Командующий эскадры шел, приложив руку к своей фуражке, от неожиданности остановился и, постояв в растерянности какое-то мгновение, протянул нахалу(по-другому и не скажешь) руку. Поздоровавшись, стажер молча вернулся в строй. А адмирал, вскинув руку к фуражке, двинулся дальше. Над палубой, над строем матросов и офицеров повисла напряженная тишина. Чем все закончится?
— Откуда на вашем корабле это огородное пугало взялось? — не скрывая раздражения, спросил адмирал после парадной церемонии.
— Из Беларуси, товарищ адмирал, стажируется у нас, — оправдывался командир корабля. — Командировка у него такая. Творческая. Изучает флотскую жизнь, как он сказал. Так и в его предписании значится.
— Немедленно списать на берег, — приказал, как отрезал, адмирал. — Нечего таким недотепам делать на военном корабле. Пусть с рыбаками в море ходит, там романтику ищет. Больше пользы будет.
Не знаю, рассказывал ли кому Анатоль об этом озорстве (а иначе такое и не назовешь) и надолго ли задержался он в той «морской командировке», но вернулся он с Севера с циклом новых стихов: «Мора», «Мыс жадання», «Марскія кулікі», «Акіянна», «Белая кніга», «Халоднае і цёплае цячэнне», «Падлодка не ўсплыла.». Как видим, улов солидный, и я бы сказал, очень серьезный!

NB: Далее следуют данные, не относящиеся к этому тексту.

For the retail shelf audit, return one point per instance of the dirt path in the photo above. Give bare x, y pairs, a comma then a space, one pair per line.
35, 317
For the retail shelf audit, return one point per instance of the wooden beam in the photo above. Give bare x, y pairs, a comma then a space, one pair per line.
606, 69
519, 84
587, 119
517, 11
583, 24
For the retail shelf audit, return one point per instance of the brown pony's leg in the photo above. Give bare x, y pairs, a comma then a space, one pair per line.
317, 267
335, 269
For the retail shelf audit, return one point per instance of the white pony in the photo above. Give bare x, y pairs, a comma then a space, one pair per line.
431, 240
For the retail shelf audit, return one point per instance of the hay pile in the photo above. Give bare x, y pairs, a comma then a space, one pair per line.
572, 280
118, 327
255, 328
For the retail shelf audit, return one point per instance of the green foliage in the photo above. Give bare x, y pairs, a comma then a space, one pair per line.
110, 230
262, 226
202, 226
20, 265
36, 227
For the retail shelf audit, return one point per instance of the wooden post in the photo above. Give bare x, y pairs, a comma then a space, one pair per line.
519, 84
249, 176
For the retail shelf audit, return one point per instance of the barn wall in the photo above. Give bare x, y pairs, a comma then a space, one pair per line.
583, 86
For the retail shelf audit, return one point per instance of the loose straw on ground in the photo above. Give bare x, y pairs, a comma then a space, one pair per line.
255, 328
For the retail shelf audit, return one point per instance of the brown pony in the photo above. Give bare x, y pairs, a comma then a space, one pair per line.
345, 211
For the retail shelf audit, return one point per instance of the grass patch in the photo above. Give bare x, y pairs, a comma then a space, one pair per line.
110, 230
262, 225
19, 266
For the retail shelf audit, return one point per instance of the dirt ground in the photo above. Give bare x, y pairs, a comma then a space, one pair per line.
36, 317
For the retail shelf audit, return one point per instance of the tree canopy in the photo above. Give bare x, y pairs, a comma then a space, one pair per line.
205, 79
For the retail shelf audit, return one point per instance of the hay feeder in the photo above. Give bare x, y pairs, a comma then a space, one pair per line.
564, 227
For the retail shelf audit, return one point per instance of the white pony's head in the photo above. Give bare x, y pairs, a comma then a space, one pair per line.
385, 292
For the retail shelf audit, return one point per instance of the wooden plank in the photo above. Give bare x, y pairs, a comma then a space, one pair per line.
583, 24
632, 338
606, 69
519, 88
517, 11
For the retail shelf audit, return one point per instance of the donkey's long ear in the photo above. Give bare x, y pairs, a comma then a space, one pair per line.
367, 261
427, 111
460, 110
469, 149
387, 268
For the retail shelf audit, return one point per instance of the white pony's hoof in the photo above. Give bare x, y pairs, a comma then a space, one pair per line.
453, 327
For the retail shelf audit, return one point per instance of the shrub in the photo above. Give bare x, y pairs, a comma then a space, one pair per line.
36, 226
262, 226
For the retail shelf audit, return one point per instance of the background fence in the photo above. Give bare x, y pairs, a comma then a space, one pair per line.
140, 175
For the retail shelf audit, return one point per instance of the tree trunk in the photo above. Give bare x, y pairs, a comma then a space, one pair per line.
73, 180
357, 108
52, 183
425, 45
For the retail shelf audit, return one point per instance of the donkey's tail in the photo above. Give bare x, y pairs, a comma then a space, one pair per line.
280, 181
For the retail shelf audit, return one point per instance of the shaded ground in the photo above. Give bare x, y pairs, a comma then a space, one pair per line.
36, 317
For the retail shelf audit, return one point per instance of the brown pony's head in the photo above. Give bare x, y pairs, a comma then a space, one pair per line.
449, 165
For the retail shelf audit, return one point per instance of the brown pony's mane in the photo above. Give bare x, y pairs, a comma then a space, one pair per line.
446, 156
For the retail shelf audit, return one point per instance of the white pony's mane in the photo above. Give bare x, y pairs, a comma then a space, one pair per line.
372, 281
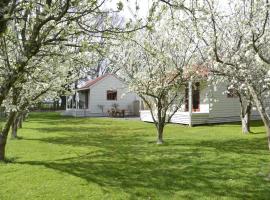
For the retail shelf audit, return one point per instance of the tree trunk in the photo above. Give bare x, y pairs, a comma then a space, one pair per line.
15, 126
20, 121
245, 124
4, 134
245, 118
160, 129
3, 141
262, 111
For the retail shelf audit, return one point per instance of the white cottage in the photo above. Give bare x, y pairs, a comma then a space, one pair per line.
99, 96
206, 105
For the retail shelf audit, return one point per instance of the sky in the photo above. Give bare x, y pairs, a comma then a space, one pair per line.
129, 9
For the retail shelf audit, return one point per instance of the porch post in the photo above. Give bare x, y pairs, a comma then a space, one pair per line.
190, 105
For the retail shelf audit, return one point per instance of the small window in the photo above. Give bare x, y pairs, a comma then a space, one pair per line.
111, 95
232, 93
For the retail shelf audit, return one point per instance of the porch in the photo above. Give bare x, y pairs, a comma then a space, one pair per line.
196, 118
195, 109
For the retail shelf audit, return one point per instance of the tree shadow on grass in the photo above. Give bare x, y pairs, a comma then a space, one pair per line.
129, 163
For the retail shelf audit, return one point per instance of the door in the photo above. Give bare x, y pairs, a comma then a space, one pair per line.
195, 98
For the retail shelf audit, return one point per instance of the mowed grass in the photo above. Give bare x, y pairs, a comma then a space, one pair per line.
87, 158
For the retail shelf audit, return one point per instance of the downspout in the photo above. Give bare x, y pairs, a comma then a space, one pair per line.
190, 105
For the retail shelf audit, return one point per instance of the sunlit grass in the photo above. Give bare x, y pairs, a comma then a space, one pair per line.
87, 158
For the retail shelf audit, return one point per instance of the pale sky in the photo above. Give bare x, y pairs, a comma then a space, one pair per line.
129, 9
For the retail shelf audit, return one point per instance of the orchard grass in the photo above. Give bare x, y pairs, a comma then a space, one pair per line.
100, 158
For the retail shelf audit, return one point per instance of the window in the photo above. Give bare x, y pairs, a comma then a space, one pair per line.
111, 95
232, 93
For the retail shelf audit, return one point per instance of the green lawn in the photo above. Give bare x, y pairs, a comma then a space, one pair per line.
67, 158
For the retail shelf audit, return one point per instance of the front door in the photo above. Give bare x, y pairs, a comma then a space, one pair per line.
195, 98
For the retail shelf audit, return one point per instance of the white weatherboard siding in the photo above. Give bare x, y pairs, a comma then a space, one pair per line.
182, 117
215, 107
98, 95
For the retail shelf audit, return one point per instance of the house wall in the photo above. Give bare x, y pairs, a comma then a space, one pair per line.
182, 117
98, 95
220, 104
215, 107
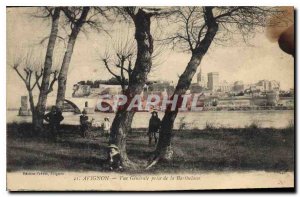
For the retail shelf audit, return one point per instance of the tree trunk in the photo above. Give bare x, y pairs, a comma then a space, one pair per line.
165, 135
63, 74
123, 119
42, 100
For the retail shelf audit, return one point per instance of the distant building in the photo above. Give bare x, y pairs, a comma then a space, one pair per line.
224, 86
202, 79
81, 90
265, 85
238, 86
213, 81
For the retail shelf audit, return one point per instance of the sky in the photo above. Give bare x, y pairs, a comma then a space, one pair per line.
257, 60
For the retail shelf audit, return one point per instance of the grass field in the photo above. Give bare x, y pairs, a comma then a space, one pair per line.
212, 149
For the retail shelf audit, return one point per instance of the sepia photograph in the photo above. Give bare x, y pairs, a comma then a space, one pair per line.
150, 98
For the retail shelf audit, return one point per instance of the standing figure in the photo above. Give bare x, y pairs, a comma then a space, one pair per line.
54, 117
154, 125
84, 123
106, 126
114, 158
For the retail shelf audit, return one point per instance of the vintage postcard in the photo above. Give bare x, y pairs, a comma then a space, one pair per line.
150, 98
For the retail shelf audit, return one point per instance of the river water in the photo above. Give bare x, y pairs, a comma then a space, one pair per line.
231, 119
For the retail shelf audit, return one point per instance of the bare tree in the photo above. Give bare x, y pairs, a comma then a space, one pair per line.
30, 70
141, 18
197, 28
77, 18
46, 85
118, 61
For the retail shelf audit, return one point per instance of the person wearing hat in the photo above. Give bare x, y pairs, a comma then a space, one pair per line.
114, 158
154, 125
84, 123
54, 117
106, 126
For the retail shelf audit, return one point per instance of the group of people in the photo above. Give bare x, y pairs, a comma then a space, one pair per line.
85, 124
54, 118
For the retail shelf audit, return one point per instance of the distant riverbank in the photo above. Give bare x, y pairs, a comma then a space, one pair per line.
211, 149
189, 120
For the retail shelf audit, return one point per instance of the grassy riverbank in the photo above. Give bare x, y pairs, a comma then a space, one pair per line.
221, 149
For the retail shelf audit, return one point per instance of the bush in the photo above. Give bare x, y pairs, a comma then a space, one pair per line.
210, 126
254, 125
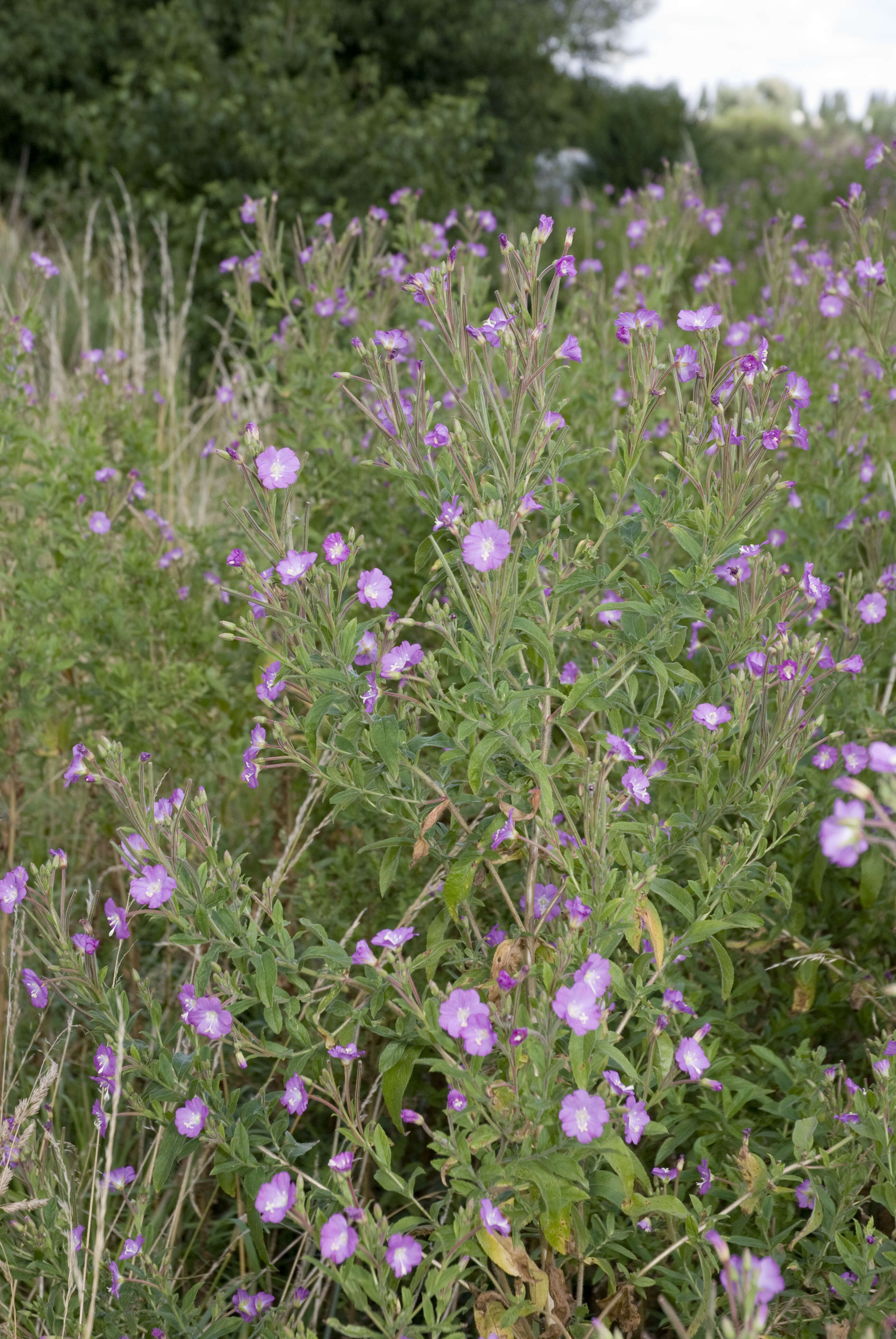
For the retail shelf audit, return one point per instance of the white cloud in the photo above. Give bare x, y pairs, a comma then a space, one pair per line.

Конечно, никто — ни суровый адмирал, ни корабельная команда, кто был свидетелем той безрассудной выходки молодого поэта в матросской робе, его стихов не читал, но наверняка надолго запомнил тот неуставной курьез. Ну а если кто и вспомнил, то не иначе как с теплой улыбкой. Да и сам Анатоль, если судить по его стихам, по искренности и глубине их, до конца дней своих оставался влюбленным в далекий северный край, который навсегда оставил след в его сердце неповторимой красотой, всем тем, что завораживает, притягивает: «А ёсць, а ёсць туга па поўначы, // Адкуль вярнуўся без рубля, // Дзе аддаваў сябе не помнячы,// Баркасам, чайкам, караблям.»
Нисколько не сомневаюсь, если бы начальство прочитало хотя бы одно-два стихотворения из его лирического «арсенала», оно бы, уверен, простило Анатолю его корабельный «грех» — нарушение уставной субординации, и никто не подумал бы отдать приказ о списании поэта, неуправляемого стажера, на берег.
Почему Анатоль пошел на такой своевольный поступок, не знаю, объяснить непросто. Он понятен был только ему, а для нас — загадка. Тем более, не такая и трагичная, а с привкусом юмора, что способствует хорошему настроению. Но можно все объяснить, зная его ершистость, неприятие парадной суеты, официоза, которые часто принижают человека, выглядят парадно-издевательскими, особенно в отношении более слабых и ниже по чину и званию. Он не любил кланяться, снимать шапку перед чиновниками высокого ранга — кто бы это ни был.
«Пяцьдзесят працэнтаў рызыкі»
Если верить преданиям греков, античный герой Одиссей очень любил далекие путешествия, был непоседливого нрава. Словно в подтверждение этому, Анатоль написал: «З нас таксама, напэўна, хлопцы, // Кожны крышачку Адысей». Сложно предположить, кого конкретно он имел в виду, но самого его неудержимо тянуло в путешествия. И путешествовал! Казалось, он постоянно был в дороге, далекой или близкой. Выбирался тихо, без отчаянного крика и рыданий, которые устраивала мифическому Одиссею его суженая Пенелопа.
Но приходит время для раздумий, желание отдохнуть от странствий, чтобы сосредоточиться, глубже осознать, дать жизнь увиденному, приобретенному среди людей и природы. Подобное случилось и с Анатолем: снова захотелось попробовать «редакторского хлеба», «повариться в котле» журналистских забот, примириться с дисциплиной и порядком, которые ожидали его там. Как раз в это время освободилось место сотрудника литературного отдела в редакции «Піянер Беларусі» (позже «Раніца»). Анатоля приняли в коллективе по-дружески, доброжелательно, тепло: его литературный талант был известен всем. Редакция находилась под одной крышей с «Бярозкай». Их разделял только коридор, поэтому мы встречались с Анатолем почти каждый день. То я заходил к нему, то он к нам. Иногда по каким-то редакционным делам, а порой просто так, чтобы поговорить, поделиться всякими новостями.